Microsoft® Office 365™ is proving popular and adoption continues to accelerate.
A recent Gartner study found that 78 percent of IT decision makers say their organization is already using or is planning to use Office 365. This is 13 percentage points ahead of what the same survey found in 2014.
The adoption numbers clearly indicate that Office 365 is a product the market is eager for. Microsoft is adding over 50,000 customers to Office 365 a month and has well over 60 million commercial users.
While the growth of Office 365 has been explosive, when I talk to CIOs and IT directors, I often hear from them a reminder that the risks facing on-premises environments don’t change when organizations move email to the cloud.
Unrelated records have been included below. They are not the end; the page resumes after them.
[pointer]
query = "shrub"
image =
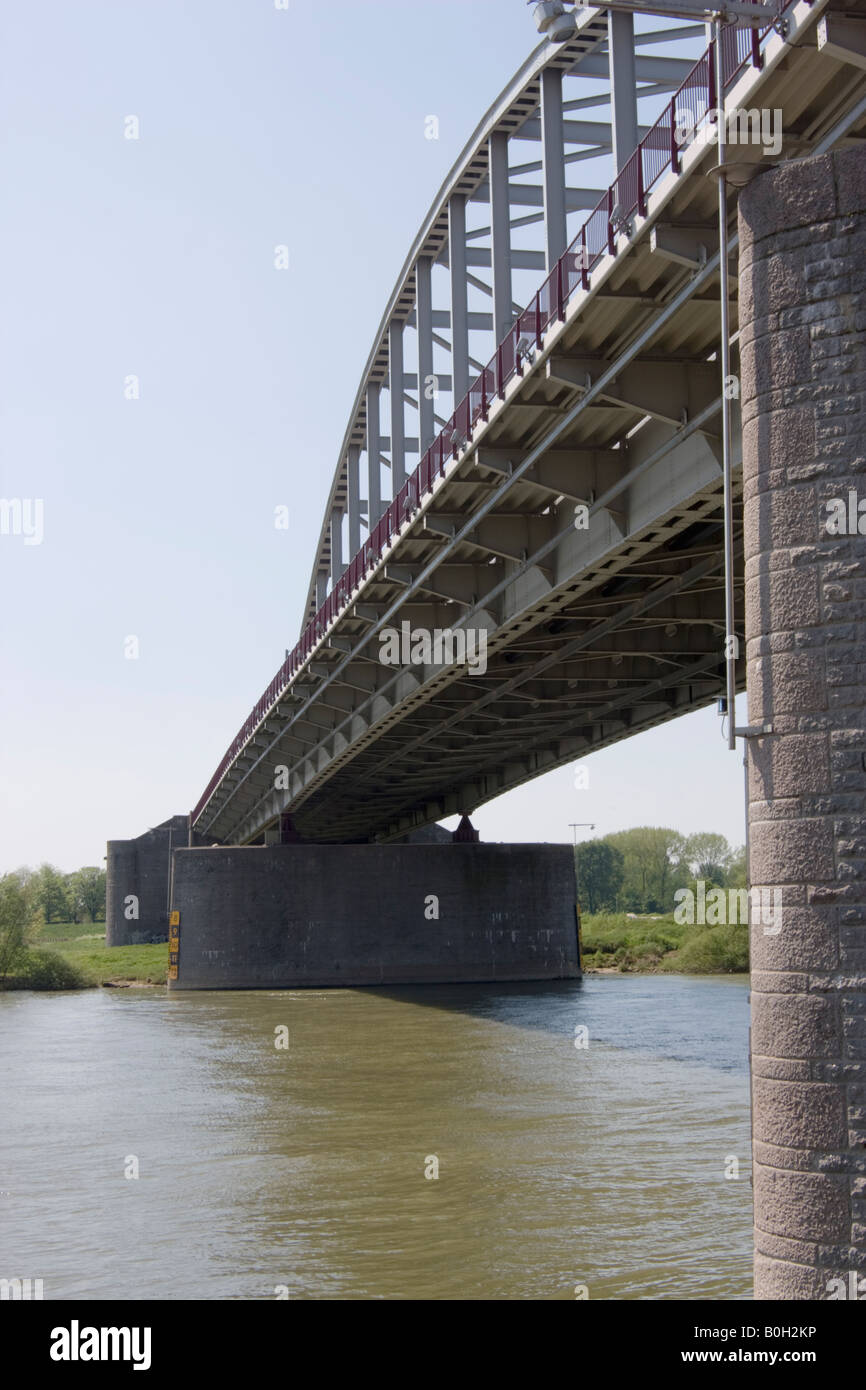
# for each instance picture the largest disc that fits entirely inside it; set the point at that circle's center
(47, 970)
(713, 951)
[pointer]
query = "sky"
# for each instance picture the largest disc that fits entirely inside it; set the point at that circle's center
(164, 387)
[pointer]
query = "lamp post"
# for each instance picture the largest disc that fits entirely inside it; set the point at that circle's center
(576, 826)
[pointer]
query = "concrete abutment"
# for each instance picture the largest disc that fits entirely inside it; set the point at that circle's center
(802, 300)
(282, 916)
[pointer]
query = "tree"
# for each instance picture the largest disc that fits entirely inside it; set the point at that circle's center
(599, 875)
(652, 866)
(88, 893)
(709, 856)
(52, 893)
(18, 922)
(737, 869)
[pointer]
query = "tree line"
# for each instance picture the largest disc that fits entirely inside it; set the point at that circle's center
(640, 870)
(53, 895)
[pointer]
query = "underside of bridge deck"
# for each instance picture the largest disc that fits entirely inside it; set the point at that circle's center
(574, 538)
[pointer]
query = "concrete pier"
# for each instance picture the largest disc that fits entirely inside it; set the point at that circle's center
(802, 313)
(281, 916)
(136, 883)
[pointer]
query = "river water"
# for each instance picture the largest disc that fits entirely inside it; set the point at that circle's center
(299, 1171)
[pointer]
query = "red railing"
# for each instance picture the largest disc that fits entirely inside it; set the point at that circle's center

The security threats remain and companies need to prepare for, and shield employees from, productivity crippling downtime.
The scale of the platform is massive but it is important to remember Office 365 depends on a number of technologies working in concert to provide a seamless service. In the case of email, this means that Microsoft Azure Active Directory (AD), Exchange Online Protection (EOP), archiving and the administration console must be always on and always accessible. If any of these services are disrupted or compromised, the result is stark, employees can’t send, receive or access email—and potentially worse, admins can’t control this critical communication platform for their business.
Mimecast experts have engaged in hundreds of Office 365 migrations and service implementations for companies of all sizes. As part of the process, we find that there are usually five key questions to ask during the migration process:
- Do I have a back-up plan if my email system goes down from cyber-attacks, human error or technical failure?
- How do I track outages and ensure I engage my vendors with the right language in the contract to cover my organization?
- If a system outage occurs, how do I respond in the most efficient way from a technical perspective?
- What other services can I use to ensure 100 percent uptime?
- Who within my organization do I need to brief prior to, during and after an outage occurs?
By answering these five questions, organizations can take a proactive approach before a system outage occurs and have a layered cyber resilience strategy to maintain productivity.
There will always be a give-and-take between the benefits and potential limitations of a move to the cloud so it is important to have the facts – as Microsoft Servers and Services MVP and author of “Conversational Office 365” J. Peter Bruzzese frequently says, “Don’t sleepwalk into the cloud.”
If you’d like to hear the answers to these questions and more about the best way to prepare for potential risks of Office 365 register today for the webinar, Cloud Outages Happen – Be Prepared, here.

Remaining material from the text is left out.